- Published: November 13, 2021
- Updated: November 13, 2021
- University / College: Drexel University
- Language: English
- Downloads: 21
Medical billing is a process that health care providers and insurance companies use to submit and to follow up on medical services and treatments in order to receive payment. The ten steps of the medical billing process have been divided into three categories: The visit, the claim and the post claim.
The first category has steps one through four that occur during the initial visit. The first step is to pre-register the patient. To pre-register a new or returning patient, a schedule or an update for appointments need to be made. A patient’s demographic and insurance information needs to be collected. New and returning patients also need to provide a medical reason for the visit.
The second step is to determine the patient’s financial responsibility regarding the visit. The patient’s health plan and insurance must meet the doctor’s office standards regarding eligibility. Patients are responsible for all charges not covered by their health plan. Uninsured patients are fully responsible for all medical charges.

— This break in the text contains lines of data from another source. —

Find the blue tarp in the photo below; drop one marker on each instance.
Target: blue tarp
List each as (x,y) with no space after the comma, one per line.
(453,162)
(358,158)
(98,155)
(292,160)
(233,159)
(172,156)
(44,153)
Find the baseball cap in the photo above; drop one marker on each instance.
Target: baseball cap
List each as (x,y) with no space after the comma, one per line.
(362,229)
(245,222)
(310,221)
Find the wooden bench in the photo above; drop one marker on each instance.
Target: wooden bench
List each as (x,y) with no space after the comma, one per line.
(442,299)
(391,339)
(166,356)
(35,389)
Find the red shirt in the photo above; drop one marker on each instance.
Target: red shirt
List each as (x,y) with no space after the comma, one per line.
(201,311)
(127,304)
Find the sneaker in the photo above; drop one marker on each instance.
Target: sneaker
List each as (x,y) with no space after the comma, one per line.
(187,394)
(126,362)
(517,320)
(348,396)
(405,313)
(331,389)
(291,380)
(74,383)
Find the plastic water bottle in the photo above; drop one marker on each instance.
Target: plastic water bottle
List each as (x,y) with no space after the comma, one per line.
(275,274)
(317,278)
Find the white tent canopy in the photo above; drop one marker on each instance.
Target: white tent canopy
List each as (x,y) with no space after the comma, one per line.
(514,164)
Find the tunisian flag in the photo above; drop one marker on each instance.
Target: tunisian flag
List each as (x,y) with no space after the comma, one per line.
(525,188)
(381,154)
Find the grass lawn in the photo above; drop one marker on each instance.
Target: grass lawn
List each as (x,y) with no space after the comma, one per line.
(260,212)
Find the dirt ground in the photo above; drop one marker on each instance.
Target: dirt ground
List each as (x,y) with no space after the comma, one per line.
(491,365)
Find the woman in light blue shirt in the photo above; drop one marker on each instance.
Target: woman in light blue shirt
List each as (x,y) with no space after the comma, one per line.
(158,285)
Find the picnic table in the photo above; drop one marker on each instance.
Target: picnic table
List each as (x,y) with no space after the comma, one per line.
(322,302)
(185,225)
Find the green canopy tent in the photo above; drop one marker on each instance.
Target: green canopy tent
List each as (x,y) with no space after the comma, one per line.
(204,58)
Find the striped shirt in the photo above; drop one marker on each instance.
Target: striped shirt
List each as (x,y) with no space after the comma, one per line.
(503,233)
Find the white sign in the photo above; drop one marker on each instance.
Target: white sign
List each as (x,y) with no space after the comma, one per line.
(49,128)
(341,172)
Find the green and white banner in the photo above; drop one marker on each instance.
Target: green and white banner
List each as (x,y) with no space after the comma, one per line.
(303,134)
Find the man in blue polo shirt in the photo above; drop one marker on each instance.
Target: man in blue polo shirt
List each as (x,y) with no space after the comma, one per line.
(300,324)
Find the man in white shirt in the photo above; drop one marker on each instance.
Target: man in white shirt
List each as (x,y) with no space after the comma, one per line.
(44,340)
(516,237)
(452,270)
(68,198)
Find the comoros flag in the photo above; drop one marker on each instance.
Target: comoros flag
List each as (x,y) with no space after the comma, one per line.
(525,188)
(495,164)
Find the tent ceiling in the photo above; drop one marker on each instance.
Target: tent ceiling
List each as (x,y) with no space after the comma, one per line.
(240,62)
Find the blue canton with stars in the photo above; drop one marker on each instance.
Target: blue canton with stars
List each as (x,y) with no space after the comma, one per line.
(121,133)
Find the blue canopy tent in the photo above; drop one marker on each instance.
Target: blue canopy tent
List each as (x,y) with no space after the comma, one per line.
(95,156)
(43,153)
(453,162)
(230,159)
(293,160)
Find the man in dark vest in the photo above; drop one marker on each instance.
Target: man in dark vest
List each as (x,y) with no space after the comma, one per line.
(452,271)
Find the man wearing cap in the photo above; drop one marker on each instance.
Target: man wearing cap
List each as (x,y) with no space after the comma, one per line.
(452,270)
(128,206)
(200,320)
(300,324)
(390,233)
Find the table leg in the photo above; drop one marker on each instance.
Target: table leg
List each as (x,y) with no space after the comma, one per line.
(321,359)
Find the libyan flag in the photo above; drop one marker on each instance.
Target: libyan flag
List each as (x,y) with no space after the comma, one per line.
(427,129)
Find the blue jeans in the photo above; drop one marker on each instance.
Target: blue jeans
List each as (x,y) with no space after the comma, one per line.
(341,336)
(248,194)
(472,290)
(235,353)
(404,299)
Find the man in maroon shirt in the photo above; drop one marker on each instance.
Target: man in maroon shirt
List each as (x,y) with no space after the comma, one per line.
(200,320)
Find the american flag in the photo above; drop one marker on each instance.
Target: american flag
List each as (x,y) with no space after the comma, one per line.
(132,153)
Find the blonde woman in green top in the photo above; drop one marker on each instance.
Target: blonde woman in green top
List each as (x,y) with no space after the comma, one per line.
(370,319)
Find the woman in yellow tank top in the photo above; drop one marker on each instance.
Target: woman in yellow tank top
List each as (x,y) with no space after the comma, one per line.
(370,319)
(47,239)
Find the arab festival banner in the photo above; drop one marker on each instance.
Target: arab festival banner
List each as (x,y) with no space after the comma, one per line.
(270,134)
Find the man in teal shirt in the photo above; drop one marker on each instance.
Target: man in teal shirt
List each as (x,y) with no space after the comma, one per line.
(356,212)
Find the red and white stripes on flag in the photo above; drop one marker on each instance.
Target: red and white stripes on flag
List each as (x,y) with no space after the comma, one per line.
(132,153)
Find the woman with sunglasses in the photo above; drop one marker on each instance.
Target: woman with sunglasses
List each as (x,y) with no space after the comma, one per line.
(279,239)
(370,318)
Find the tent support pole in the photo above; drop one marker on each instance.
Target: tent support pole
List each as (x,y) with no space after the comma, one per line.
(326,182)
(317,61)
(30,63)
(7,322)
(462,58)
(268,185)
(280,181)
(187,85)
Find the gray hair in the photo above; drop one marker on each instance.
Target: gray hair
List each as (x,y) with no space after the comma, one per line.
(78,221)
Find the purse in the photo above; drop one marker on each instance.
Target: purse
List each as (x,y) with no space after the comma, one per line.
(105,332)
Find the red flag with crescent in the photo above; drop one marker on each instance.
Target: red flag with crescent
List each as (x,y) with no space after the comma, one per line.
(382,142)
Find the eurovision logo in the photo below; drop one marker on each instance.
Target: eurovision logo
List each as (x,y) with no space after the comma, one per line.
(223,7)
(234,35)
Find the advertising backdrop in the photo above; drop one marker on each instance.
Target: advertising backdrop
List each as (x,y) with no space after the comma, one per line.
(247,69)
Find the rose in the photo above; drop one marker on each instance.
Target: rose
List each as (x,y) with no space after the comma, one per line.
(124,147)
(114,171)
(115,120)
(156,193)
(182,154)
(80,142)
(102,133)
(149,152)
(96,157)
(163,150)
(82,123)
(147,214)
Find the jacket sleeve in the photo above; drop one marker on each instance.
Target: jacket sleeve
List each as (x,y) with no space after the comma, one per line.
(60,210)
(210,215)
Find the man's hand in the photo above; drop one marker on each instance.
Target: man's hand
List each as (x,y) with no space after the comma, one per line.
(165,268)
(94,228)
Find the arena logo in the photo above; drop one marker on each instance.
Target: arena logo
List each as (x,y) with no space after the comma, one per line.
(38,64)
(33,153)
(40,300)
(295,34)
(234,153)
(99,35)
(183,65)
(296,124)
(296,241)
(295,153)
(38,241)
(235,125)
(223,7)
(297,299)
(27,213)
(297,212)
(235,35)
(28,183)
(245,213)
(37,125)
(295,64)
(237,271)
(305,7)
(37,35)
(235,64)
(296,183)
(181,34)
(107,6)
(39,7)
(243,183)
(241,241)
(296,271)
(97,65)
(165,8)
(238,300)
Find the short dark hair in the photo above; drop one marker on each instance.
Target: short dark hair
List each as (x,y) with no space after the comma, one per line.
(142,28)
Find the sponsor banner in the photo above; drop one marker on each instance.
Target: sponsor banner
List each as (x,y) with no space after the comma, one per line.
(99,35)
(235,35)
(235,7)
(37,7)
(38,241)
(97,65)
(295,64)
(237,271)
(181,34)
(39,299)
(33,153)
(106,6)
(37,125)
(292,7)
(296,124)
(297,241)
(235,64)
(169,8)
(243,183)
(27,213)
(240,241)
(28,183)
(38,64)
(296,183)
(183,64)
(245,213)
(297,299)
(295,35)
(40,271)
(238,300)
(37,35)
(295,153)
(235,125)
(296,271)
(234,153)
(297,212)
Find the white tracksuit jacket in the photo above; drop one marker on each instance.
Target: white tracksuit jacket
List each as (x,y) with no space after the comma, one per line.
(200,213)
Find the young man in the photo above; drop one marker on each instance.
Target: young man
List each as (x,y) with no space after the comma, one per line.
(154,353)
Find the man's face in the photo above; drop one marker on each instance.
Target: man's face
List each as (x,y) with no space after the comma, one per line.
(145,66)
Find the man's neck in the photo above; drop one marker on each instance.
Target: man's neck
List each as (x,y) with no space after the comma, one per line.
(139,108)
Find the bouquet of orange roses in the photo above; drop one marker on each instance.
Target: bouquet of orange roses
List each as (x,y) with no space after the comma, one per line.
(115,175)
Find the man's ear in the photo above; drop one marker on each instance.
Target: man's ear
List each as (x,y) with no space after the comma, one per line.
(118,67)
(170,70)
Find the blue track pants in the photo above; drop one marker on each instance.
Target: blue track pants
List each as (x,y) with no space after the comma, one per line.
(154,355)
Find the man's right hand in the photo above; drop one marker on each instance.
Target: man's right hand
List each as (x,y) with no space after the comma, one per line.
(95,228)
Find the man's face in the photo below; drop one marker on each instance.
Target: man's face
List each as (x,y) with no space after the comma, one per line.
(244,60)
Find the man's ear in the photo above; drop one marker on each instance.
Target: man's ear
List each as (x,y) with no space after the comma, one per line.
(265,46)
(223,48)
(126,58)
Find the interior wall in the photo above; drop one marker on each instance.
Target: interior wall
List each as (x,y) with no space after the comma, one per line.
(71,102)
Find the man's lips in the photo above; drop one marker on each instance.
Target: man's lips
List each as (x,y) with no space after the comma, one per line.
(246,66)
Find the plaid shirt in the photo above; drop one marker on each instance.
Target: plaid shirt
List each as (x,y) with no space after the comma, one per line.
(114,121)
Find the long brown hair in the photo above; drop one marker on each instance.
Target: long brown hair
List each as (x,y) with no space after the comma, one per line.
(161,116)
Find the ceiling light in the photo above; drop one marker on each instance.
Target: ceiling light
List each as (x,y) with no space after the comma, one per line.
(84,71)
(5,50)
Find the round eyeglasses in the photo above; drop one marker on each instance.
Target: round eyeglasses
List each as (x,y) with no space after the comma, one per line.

The third step is the actual check-in of the patient. For new patients, all medical and insurance information is collected. Returning patients have to review previously recorded medical information. Insurance cards and drivers licenses are photocopied and filed for future reference. Medical forms are to be filled out and co-payments are collected either before or after doctor visit.
The forth step is the check-out procedure of the patient. All patient visits, diagnoses and procedures are documented and assigned medical codes for billing purposes. The medical codes for diagnoses and procedures are used by medical insurance specialists to update the patients’ files and to submit claims to the medical insurance companies.
The second category of the medical billing process is known as the claim. It has steps five, six and seven. The fifth step is to review coding compliance. Medical codes have to follow official guidelines to satisfy insurance company requirements. All medical procedures, treatments and services must be logically linked within the medical record to allow the insurance company to identify the necessity of the medical charges.
The sixth step is to check billing compliance. Each individual charge for a visit is assigned to a specific medical/procedure code. There are separate fees for each code, but not all codes are billable. The code can only be billed according to the insurance companies’ rules. Following those guidelines will result in billing compliance.
The seventh step is to prepare and transmit claims. Health care claims need to be accurate and timely. The claim gives information about the patients’ diagnosis, procedures, and charges to the insurance company. The transmitting of claims usually has a schedule, such as everyday or every other day.
The third category of the medical billing process is known as the post-claim. It has steps eight, nine and ten. The eighth step is to monitor payer adjudication. Adjudication is the process that insurance companies use to review medical claims. This process judges whether or not the claim should be paid. They choose to pay the claim in full, pay part of it, or deny all of it. The reasons for specific payments are sent back with the reports. If patients are covered by more than one health plan, additional claims are sent to the other health plans and are based on the amount that is still due.
The ninth step is to generate patient statements. The insurance companies’ payments are applied to each individual account accordingly and payments that are not fully covered by the insurance company are sent to the patient for the rest of the payment. All bills paid by the insurance company and the patient should sum up to be the exact amount of the bill. The bills mailed to the patients have a list of the dates and medical services provided to the patient and the balance that is still due, if any.
The tenth step is to follow up on the patient payments and handle collections. All payments, paid and overdue, are analyzed on a regular basis. Eventually, a collection process will start if payments are consistently late. Once paid, patient medical and financial records are then filed and retained. The federal government decides the length of medical record retainment.
Bibliography:
Valerius−Bayes−Newby−Seggern, (2008). Medical Insurance: An Integrated Claims Process Approach (3rd ed.). , : The McGraw-Hill Companies.